Sur le chemin du retour, il nous montre quelques pieds de haricots et de maïs doux bleu, rouge et jaune. Des plants de culture qui devraient être prêts d’ici l’automne, destinés à la réalisation de farines pour la confection de tacos. De plus, Gaël a quelques hectares de céréales et ensemble, les deux amis projettent de diversifier leurs activités grâce à une farine fraîchement moulue en Normandie qui serait livrée à Paris chaque semaine. La cueillette continuera mais Pierre-Edouard songe à passer le cap de la sédentarisation, à se concentrer sur ses cidres et pétillants naturels de poire qui sont finalement son activité principale, quand la terre dort. La forte demande en France, mais aussi au Japon, en Australie et aux Etats-Unis le motive à prendre cette direction ; sans compter que ses bouteilles sont assez rares puisqu’il ne produit pour le moment que 200 bouteilles par cuvée et tient à en garder pour les clients qui lui ont fait confiance dès le début.

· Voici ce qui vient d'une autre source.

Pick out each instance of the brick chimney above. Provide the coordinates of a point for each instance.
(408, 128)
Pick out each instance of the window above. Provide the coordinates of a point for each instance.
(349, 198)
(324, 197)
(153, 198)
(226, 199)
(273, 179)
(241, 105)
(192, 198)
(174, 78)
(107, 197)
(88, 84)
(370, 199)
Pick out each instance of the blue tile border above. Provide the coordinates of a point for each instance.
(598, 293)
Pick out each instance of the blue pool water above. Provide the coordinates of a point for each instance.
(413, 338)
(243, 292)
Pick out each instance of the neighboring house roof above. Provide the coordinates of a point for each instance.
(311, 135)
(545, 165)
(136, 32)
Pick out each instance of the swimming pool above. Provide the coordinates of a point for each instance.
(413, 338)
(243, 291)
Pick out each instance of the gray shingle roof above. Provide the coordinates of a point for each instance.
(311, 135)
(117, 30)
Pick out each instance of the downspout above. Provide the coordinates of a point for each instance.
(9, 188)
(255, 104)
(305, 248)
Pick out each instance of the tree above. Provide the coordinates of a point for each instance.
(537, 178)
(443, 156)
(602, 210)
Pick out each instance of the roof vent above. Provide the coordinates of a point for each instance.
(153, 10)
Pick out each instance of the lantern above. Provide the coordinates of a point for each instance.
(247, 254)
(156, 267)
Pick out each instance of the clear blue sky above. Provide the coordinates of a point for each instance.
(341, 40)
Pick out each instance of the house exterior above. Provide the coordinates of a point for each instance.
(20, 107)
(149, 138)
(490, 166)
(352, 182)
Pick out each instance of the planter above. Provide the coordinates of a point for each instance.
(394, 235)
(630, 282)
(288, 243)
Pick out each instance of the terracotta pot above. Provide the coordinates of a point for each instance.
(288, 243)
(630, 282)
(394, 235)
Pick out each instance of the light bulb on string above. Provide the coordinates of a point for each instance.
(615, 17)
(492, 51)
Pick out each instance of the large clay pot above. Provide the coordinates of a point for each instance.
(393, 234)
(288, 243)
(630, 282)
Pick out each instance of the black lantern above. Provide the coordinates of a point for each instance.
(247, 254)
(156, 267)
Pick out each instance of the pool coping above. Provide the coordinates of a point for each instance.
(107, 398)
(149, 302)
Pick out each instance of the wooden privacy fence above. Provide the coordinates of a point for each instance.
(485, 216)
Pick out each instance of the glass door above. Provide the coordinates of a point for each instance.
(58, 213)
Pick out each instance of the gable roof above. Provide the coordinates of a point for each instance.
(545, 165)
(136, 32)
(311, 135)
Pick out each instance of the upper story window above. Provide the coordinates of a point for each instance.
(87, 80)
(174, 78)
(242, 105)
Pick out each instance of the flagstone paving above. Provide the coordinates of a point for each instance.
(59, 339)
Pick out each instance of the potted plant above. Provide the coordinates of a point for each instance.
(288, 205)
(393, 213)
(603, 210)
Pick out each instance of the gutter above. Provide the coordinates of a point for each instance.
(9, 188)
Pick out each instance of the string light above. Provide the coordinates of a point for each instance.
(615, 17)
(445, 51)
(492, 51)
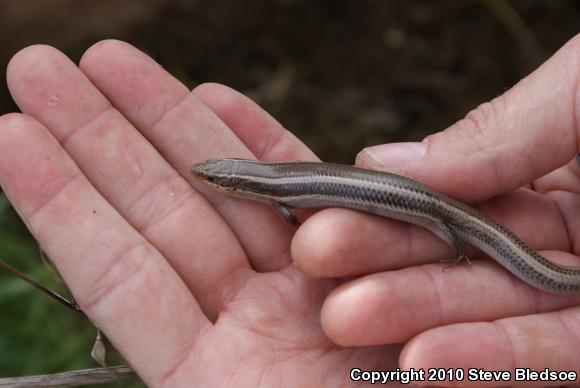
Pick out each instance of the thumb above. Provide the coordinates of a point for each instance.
(521, 135)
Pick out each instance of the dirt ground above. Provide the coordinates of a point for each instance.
(340, 74)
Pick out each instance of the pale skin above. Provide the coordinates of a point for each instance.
(199, 289)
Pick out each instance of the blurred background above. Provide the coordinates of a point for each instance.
(341, 75)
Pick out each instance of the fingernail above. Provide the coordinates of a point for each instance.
(392, 154)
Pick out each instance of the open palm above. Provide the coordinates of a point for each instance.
(198, 289)
(191, 292)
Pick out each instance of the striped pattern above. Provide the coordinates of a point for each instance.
(307, 185)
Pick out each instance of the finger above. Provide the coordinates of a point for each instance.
(129, 172)
(562, 186)
(185, 131)
(120, 281)
(519, 136)
(259, 131)
(339, 242)
(416, 299)
(538, 342)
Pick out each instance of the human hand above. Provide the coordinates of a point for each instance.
(190, 292)
(475, 316)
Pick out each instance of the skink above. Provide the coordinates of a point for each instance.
(306, 185)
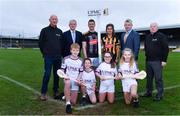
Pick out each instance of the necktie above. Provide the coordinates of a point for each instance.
(73, 36)
(125, 37)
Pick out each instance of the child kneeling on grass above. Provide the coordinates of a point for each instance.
(71, 66)
(87, 77)
(107, 69)
(129, 85)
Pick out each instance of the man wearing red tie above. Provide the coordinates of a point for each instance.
(130, 38)
(72, 36)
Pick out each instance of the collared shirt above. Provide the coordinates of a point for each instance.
(73, 35)
(129, 32)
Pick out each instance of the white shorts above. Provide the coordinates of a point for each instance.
(106, 88)
(89, 91)
(127, 83)
(74, 86)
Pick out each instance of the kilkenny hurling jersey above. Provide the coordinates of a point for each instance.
(91, 40)
(126, 69)
(110, 44)
(72, 66)
(89, 77)
(106, 71)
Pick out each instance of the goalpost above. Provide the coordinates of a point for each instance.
(98, 14)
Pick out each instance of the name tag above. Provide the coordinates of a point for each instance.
(58, 35)
(154, 39)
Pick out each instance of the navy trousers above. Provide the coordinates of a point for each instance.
(154, 70)
(49, 63)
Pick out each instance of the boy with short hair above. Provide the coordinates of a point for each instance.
(71, 66)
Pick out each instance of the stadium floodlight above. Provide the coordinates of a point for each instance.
(98, 13)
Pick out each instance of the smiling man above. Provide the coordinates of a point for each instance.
(51, 46)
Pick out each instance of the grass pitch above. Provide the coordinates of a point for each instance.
(26, 66)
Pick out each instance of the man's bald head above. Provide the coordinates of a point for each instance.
(153, 27)
(53, 20)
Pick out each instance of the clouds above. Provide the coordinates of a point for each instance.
(29, 16)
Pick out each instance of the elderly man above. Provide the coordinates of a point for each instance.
(130, 38)
(156, 51)
(51, 46)
(72, 36)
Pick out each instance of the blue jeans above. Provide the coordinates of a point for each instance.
(154, 70)
(50, 62)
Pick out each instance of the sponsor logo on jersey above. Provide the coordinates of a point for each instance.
(70, 68)
(93, 41)
(107, 73)
(58, 35)
(108, 45)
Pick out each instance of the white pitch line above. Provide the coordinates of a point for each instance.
(98, 104)
(30, 89)
(62, 103)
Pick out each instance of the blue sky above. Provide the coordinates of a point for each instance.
(27, 17)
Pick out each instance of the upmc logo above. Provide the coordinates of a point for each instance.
(94, 12)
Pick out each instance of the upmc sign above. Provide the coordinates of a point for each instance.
(94, 12)
(98, 12)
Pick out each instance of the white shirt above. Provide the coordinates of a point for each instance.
(73, 35)
(72, 66)
(106, 71)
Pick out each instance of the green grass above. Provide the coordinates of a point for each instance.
(26, 66)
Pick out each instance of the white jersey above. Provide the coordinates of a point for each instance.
(106, 71)
(89, 77)
(72, 66)
(126, 69)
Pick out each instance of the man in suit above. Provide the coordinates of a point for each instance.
(130, 38)
(51, 46)
(156, 51)
(72, 36)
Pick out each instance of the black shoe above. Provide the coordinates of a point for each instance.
(136, 103)
(146, 95)
(84, 101)
(68, 109)
(157, 98)
(58, 96)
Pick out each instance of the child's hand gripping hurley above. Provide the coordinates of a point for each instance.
(61, 74)
(140, 75)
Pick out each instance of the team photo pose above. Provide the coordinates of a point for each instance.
(111, 43)
(129, 85)
(71, 66)
(87, 77)
(105, 70)
(90, 44)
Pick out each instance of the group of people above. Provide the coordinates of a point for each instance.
(56, 45)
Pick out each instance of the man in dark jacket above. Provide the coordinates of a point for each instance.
(130, 38)
(72, 36)
(156, 51)
(51, 46)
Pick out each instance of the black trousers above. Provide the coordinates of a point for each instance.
(154, 70)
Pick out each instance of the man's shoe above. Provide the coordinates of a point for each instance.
(68, 109)
(84, 101)
(157, 98)
(43, 97)
(146, 95)
(56, 96)
(136, 103)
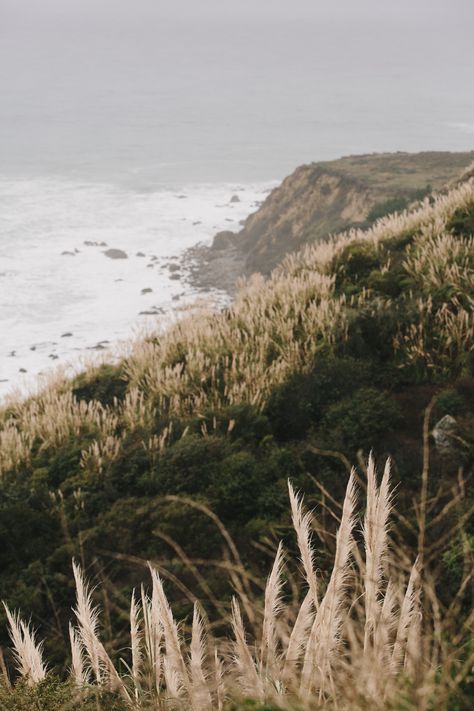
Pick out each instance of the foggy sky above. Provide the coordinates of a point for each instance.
(184, 81)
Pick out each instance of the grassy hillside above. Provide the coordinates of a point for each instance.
(326, 197)
(181, 453)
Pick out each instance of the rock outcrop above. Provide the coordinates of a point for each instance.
(323, 198)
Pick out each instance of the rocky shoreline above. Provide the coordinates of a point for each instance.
(214, 267)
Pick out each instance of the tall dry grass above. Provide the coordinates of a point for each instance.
(364, 639)
(274, 328)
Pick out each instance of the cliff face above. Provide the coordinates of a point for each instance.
(323, 198)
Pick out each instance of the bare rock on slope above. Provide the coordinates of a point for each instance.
(324, 198)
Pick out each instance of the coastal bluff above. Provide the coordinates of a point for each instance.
(320, 199)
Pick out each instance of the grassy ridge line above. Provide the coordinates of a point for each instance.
(274, 329)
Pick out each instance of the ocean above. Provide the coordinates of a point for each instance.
(130, 125)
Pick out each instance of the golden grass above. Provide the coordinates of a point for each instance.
(274, 328)
(365, 641)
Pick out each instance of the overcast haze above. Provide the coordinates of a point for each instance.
(216, 90)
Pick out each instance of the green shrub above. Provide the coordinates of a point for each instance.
(360, 421)
(103, 384)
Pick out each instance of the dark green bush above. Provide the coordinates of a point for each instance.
(360, 421)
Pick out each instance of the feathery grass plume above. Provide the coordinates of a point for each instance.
(152, 636)
(302, 526)
(88, 619)
(298, 638)
(375, 541)
(87, 616)
(200, 693)
(78, 671)
(219, 672)
(407, 615)
(248, 678)
(273, 604)
(135, 642)
(27, 652)
(173, 662)
(325, 631)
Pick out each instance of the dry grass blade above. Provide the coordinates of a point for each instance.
(273, 592)
(248, 678)
(78, 670)
(375, 542)
(28, 653)
(174, 665)
(325, 630)
(200, 695)
(302, 526)
(135, 642)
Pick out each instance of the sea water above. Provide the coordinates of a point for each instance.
(134, 122)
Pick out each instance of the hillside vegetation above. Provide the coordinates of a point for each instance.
(180, 455)
(324, 198)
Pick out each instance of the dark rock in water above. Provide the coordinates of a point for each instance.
(156, 311)
(116, 254)
(224, 240)
(445, 434)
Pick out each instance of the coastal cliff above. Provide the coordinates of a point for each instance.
(323, 198)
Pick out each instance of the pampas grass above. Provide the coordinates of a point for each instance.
(274, 329)
(357, 646)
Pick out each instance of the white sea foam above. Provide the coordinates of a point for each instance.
(61, 298)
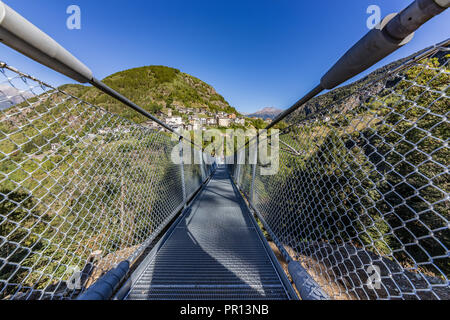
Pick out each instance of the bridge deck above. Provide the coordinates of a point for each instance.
(214, 252)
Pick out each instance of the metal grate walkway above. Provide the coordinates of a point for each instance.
(214, 252)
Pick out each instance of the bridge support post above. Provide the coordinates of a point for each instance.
(254, 165)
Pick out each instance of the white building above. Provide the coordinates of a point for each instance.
(224, 122)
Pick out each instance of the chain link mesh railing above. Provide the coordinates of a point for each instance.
(81, 189)
(363, 184)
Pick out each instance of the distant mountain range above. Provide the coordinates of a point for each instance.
(266, 113)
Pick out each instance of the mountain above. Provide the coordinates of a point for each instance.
(266, 113)
(153, 88)
(10, 96)
(334, 96)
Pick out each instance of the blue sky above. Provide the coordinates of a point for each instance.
(264, 53)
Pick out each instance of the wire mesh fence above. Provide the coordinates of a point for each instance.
(361, 197)
(81, 189)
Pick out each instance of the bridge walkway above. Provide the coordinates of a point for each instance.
(215, 251)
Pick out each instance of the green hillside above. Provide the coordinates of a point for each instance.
(153, 88)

Il est temps de quitter la Suisse Normande pour regagner Paris. Dans le train, nous repensons à ces plantes dont nous avions peut-être croisé le chemin mille fois sans même penser à les goûter alors que nous croquions enfants les pistils de trèfle mauve. Toutes ces fleurs inconnues aux noms intrigants et aux histoires presque mystiques. Le poivre d’eau, l’ail des ours, l’oxalys, le myosotis aux tons bleutés, la jolie fleur de vesce ou encore l’ail des vignes avec ses grains roses qui croquent sous la dent et explosent en bouche. On oublie parfois que la nature est généreuse et qu’il suffit de l’observer. Et ça aussi, Thoreau le disait.